Inhibition of toad urinary bladder sodium transport by carbamylcholine: possible role of cyclic GMP

Abstract

Carbamylcholine elevates the cyclic[c]GMP content of toad urinary bladder epithelial cells without affecting cAMP content, and it inhibits Na transport. The effect on both cGMP and short-circuit current [SCC] are blocked by atropine.
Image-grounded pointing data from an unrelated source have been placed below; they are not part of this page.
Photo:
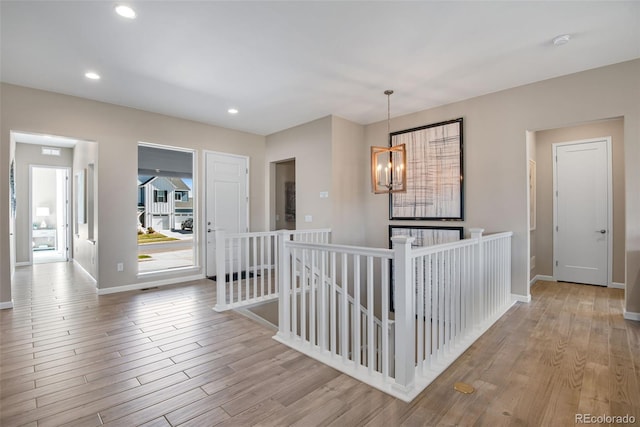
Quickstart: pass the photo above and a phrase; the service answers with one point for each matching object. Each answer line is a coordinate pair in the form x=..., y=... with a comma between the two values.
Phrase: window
x=166, y=203
x=160, y=196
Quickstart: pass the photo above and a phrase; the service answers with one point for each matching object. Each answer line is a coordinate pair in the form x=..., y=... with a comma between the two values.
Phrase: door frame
x=67, y=208
x=554, y=148
x=203, y=221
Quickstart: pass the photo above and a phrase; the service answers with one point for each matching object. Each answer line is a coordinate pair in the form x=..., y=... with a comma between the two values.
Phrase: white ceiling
x=286, y=63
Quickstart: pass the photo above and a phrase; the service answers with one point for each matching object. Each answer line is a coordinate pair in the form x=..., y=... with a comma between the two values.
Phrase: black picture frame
x=435, y=173
x=439, y=235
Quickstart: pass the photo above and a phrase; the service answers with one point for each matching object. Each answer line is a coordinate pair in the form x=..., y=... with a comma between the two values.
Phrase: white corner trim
x=6, y=305
x=521, y=298
x=89, y=275
x=153, y=284
x=632, y=316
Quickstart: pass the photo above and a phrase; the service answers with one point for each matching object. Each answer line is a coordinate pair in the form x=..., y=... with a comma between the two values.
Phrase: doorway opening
x=285, y=195
x=50, y=214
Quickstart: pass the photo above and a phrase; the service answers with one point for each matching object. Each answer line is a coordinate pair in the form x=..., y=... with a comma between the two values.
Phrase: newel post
x=284, y=284
x=221, y=274
x=405, y=316
x=479, y=293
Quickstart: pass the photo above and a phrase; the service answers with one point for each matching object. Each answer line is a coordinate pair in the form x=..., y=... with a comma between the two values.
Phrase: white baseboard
x=6, y=305
x=251, y=315
x=632, y=316
x=542, y=277
x=521, y=298
x=152, y=284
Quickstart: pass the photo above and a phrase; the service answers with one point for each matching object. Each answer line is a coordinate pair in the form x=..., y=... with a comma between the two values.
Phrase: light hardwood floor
x=162, y=357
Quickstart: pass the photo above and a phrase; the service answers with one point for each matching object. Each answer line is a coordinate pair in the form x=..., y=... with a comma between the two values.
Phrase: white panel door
x=582, y=212
x=227, y=202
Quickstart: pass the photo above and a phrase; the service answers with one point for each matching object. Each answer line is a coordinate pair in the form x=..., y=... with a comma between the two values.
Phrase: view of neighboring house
x=163, y=202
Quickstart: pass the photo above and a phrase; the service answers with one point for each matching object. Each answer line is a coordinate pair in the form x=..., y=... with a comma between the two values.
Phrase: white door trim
x=555, y=146
x=67, y=209
x=203, y=220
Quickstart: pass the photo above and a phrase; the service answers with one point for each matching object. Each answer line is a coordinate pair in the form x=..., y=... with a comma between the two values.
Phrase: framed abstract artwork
x=426, y=235
x=434, y=169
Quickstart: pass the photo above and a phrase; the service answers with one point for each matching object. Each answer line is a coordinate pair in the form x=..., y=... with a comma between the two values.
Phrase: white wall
x=117, y=131
x=495, y=155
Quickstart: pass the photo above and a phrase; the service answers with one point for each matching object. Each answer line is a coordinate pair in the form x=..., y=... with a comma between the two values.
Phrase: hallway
x=163, y=357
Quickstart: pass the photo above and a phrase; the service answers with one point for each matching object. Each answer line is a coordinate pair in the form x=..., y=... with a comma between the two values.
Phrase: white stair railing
x=444, y=297
x=334, y=306
x=246, y=265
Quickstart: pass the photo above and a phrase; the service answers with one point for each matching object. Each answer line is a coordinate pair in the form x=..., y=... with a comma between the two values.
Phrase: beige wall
x=531, y=150
x=310, y=146
x=329, y=158
x=496, y=155
x=350, y=182
x=545, y=139
x=285, y=172
x=117, y=131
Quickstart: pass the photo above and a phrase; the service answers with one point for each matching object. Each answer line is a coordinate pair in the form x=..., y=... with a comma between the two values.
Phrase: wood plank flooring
x=162, y=357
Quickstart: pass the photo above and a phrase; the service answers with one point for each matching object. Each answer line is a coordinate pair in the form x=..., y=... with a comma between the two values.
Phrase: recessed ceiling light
x=125, y=11
x=562, y=39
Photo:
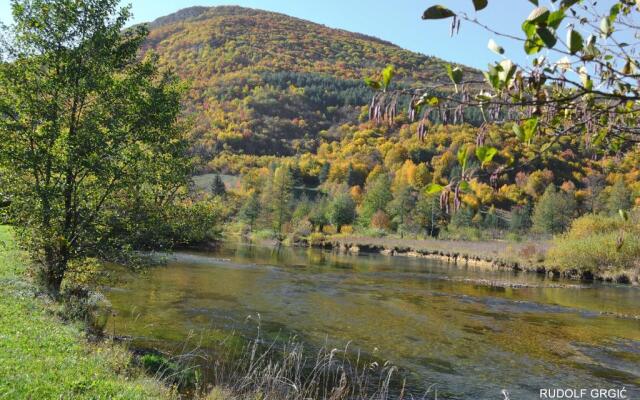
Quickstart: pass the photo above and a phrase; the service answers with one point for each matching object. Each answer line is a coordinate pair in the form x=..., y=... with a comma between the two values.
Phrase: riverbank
x=43, y=358
x=528, y=256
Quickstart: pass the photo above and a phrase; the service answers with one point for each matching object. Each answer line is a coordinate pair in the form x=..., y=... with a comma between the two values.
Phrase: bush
x=598, y=245
x=92, y=308
x=554, y=211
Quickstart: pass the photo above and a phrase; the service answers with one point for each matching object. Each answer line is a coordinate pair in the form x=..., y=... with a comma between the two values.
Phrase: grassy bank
x=587, y=252
x=42, y=358
x=527, y=255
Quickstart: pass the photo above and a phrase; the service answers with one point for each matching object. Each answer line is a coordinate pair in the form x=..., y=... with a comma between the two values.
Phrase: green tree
x=428, y=213
x=85, y=123
x=342, y=211
x=404, y=201
x=279, y=197
x=554, y=211
x=377, y=197
x=218, y=188
x=250, y=210
x=318, y=215
x=324, y=172
x=520, y=220
x=619, y=198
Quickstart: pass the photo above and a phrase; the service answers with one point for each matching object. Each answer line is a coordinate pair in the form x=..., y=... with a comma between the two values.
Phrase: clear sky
x=397, y=21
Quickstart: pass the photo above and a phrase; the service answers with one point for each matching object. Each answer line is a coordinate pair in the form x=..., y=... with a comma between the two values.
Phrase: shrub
x=554, y=211
x=597, y=244
x=91, y=308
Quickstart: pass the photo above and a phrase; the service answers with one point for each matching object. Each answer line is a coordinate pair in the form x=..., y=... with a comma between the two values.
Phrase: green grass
x=42, y=358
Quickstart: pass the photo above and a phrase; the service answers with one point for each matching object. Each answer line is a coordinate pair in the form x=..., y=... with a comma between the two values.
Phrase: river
x=470, y=332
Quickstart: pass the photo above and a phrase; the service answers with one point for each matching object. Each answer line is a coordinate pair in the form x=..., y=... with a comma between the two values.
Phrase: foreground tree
x=342, y=211
x=85, y=124
x=580, y=79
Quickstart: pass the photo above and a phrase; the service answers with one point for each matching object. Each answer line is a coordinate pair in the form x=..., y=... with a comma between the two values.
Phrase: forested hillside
x=268, y=84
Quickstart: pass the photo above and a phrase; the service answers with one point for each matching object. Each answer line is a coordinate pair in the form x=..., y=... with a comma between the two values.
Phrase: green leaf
x=493, y=46
x=605, y=27
x=529, y=129
x=519, y=132
x=547, y=36
x=533, y=46
x=437, y=12
x=480, y=4
x=462, y=157
x=434, y=188
x=486, y=153
x=568, y=3
x=387, y=75
x=574, y=41
x=539, y=15
x=372, y=83
x=455, y=74
x=624, y=215
x=555, y=19
x=613, y=13
x=508, y=70
x=529, y=28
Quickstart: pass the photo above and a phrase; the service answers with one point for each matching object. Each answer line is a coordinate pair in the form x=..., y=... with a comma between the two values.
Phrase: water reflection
x=440, y=322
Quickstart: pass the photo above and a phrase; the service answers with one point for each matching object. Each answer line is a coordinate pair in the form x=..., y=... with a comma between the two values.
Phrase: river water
x=471, y=332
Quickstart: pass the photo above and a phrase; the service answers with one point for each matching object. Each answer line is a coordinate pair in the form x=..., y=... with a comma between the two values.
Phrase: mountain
x=268, y=84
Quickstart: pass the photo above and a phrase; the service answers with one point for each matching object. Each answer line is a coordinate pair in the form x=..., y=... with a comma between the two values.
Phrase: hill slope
x=266, y=83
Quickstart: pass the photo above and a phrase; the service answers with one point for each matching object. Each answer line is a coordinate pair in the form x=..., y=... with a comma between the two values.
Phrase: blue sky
x=397, y=21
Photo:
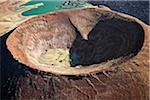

The time course and the concentration-response curve for the effect of carbamylcholine on cGMP and on SCC are compatible with the interpretation that elevation of epithelial cell cGMP mediates the inhibition of SCC. Elevation of epithelial cell cGMP by the Ca ionophore A23187 [2-[(3,9,11-trimethyl)8,12-pyrrolecarboxymethyl-1,7-dioxaspiro [6.6] undecyl-2-methyl]-5-methylaminobenzoxazole-4-carboxylic acid] is also associated with inhibition of SCC. Although elevation of cell cAMP usually produces an increase in SCC, there is no change in SCC in bladders exposed to isobutylmethylxanthine, which elevates cGMP as well as cAMP. Exogenous cGMP and its analogs do not alter SCC, so there is no direct evidence that the evelation of cell cGMP content causes the decrease in SCC. In view of the correlation between elevation of epithelial cell cGMP content and inhibition of Na transport that has been demonstrated, elevation of epithelial cell cGMP content apparently causes a decrease in SCC, although a direct causal relationship is not established.